Enregistré par Jérôme Wahart à l’Octave Studio en 1999. Les pistes « de base » de Wing on Rock proviennent de la bande-son du spectacle du même titre, monté par Bob Wilson en 1998. Celles de Saint-Augustin Tombant vers le Haut proviennent du « Musique par Correspondance » de Pascal Comelade et David Cunningham (Londres, 1988). Produit par Gérard Nguyen (Stratégies Obliques).

line up

Pascal Comelade (guitares en plastique, pianos-jouets, orgues électriques, piano à queue), Richard Pinhas (guitares électriques)

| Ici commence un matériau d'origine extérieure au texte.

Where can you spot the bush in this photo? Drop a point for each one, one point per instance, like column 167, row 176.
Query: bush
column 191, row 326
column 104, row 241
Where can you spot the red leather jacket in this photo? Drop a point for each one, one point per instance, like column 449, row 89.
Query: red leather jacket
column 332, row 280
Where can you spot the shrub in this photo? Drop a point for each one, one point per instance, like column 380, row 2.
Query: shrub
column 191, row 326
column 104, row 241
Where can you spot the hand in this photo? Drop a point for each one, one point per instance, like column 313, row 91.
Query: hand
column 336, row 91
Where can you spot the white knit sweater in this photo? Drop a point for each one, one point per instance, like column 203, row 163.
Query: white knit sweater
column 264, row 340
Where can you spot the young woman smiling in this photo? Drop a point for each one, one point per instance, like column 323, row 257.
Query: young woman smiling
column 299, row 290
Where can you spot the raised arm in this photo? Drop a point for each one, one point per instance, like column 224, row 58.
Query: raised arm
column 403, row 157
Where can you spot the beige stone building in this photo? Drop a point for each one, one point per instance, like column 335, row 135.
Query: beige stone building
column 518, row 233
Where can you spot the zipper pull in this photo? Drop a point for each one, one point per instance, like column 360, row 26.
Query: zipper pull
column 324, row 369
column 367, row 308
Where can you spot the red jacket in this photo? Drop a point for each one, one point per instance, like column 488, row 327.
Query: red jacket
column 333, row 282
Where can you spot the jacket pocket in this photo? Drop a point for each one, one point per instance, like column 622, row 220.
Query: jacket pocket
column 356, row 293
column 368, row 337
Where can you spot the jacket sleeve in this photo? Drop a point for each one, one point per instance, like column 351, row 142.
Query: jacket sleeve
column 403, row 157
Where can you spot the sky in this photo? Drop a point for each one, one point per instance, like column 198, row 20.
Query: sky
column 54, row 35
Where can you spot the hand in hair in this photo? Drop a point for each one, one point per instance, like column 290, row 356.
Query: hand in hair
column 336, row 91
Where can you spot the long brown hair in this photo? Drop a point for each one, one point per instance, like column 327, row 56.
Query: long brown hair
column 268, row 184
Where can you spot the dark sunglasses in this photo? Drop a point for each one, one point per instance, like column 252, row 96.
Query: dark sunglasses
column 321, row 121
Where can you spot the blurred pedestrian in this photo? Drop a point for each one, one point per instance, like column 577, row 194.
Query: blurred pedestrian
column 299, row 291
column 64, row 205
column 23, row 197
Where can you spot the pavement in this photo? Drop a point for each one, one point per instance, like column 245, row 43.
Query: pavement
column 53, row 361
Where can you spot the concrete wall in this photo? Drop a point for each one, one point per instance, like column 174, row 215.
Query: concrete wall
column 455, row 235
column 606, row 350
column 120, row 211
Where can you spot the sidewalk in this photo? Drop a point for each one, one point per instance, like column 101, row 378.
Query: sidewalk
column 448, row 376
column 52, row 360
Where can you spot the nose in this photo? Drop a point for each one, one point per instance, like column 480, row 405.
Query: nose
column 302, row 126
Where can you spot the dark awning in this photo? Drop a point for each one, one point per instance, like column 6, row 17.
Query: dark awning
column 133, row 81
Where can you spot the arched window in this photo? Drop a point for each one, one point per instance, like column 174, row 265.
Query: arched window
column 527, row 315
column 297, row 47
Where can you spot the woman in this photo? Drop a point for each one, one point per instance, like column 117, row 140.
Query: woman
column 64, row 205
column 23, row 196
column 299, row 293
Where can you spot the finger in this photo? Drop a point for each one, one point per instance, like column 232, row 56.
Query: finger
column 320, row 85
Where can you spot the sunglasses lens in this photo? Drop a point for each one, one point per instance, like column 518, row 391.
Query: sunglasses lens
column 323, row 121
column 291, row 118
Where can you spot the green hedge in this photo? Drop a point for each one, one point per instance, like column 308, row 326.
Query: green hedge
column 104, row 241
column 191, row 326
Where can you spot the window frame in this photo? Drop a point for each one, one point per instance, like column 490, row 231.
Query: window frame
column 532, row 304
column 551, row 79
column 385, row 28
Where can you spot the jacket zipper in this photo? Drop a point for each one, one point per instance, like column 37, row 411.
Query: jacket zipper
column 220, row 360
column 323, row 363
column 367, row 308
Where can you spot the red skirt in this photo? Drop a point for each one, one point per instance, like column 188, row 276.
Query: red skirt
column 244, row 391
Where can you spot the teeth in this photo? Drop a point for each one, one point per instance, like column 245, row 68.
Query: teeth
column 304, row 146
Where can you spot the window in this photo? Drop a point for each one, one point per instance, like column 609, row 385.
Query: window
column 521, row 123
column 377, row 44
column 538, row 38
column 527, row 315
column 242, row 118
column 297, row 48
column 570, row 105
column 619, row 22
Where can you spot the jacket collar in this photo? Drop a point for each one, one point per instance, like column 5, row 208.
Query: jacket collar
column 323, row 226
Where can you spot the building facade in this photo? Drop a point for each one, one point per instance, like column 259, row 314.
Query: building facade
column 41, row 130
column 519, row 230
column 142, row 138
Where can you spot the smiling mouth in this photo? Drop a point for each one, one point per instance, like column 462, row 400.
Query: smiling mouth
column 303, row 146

Musiciens additionnels : David Cunningham (électronique sur Saint-Augustin Tombant Vers le Haut)

remarques

Lutherie et guitares : M Petitbon, Paris. Effets de guitare : Arboretum Hyperprism, San Francisco, USA. Pochette : Jacques Monory, Énigme n°14, peinture sur toile et objet (1995).

chronique

On me l’avait offert à noël, tiens, celui-ci… Choix surprenant ? Voir… La famille aussi, écoute des trucs. La famille sait que j’écoute « de ces trucs, là ». La frangine et son gars d’alors aimaient bien Comelade – un Catalan, du coin vers où ils vivaient déjà. Alors voilà ces Sessions, sous le sapin. Comelade et Pinhas. Drôle de rencontre, d’ailleurs, ou quoi, au fond ? Eh… Comelade et ses jeux de mots, ses sauts quantiques et grammaticaux, son amour des folklores imaginés, inventés, replantés, des instruments-jouets, des timbres carillonnants (qui peut, peuvent en fatiguer certains, parfois, à force de tel bric ou de tel autre broc) ; Pinhas et son Grand Sérieux Frippien (qu’on a le droit de trouver un poil pompant, parfois, dans sa grandiloquence Nietzschéenne-Deleuzienne – pas sûr que le gars Friedrich comme le type Gilles s’y seraient toujours retrouvés, apparition ou pas du deuxième lisant le premier sur un titre dudit Pinhas avec Heldon, jadis…). Mais après tout – et pour cette fois la question n’était, n'est pas que rhétorique : « pourquoi pas » ?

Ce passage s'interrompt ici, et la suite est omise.